The Packers gained a reprieve when Jones left the game with a hip injury in the fourth quarter.
Ryan still was able to drive the Falcons' offense without Jones on a nine-play, 66-yard drive that cut the deficit to one score, 43-37, with 2:22 left. Ryan finished with a 116.9 passer rating off 24-of-39 passing for 375 yards, four touchdowns and an interception.
The Packers' defense, which had been making progress since the bye, looked more like the unit that struggled in New Orleans in allowing 465 yards, but linebacker Clay Matthews still believes it can be a championship-caliber defense.
"It's not a setback, but it's a learning opportunity and a learning experience of where we need to get better," Matthews said. "When you're going against an elite receiver you can't allow him to — I said on the field we made Matt Ryan look like Matty Ice again out there in his MVP run. He was fantastic tonight. More power to him, but a lot of that was our doing, so we have to get better."
The Packers' offense, which started slow in the second half, got the spark it needed off a shot play at the start of the fourth quarter with Rodgers hitting Nelson on a 60-yard touchdown pass.
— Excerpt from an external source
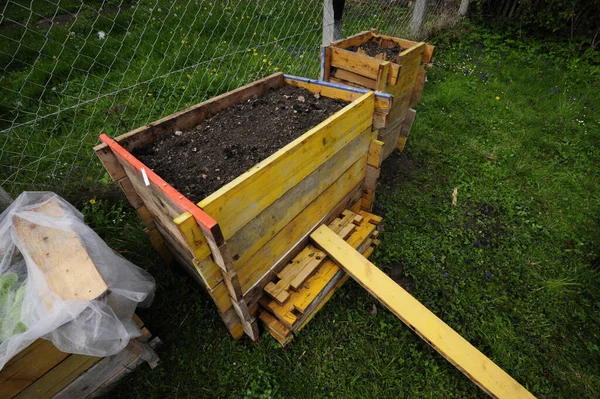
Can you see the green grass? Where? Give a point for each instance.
(513, 267)
(511, 121)
(157, 57)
They missed the extra point, but the 40-24 cushion helped stop the bleeding.
At halftime, it didn't look like they'd need to execute a four-minute offense to close the game, but they came through in style for the third consecutive week. After Rodgers scrambled for 12 yards, backup running back James Starks broke free on a 41-yard run to the Falcons' 6-yard line.
"We felt like the offense they took it away today," defensive back Micah Hyde said. "We let it get away defensively and the offense did a really good job, especially in the end of keeping the ball in their hands and moving the ball for first down and running out the clock. Give the offense all the credit."
The Packers (10-3) maintained their one-game lead over Detroit for the NFC North lead, while Atlanta (5-8) continues to carry the banner for a putrid NFC South.
The Packers have grown accustomed to fast starts, especially at home. Monday's close call served as a reminder you have to be up for the second half, as well.
"I think in five of the games we haven't had a punt in the first half, maybe four, but that's pretty impressive and helps our defense out," Rodgers said.
"But there may have been a slight relaxation there at halftime up 24. Occasionally that can be the natural thing to do to think we're going to keep rolling on offense and our defense is going to keep stopping, but they did a good job of taking care of the football and then Matt got hot.
"It was a hot quarterback and we were able to just hang on and score enough points."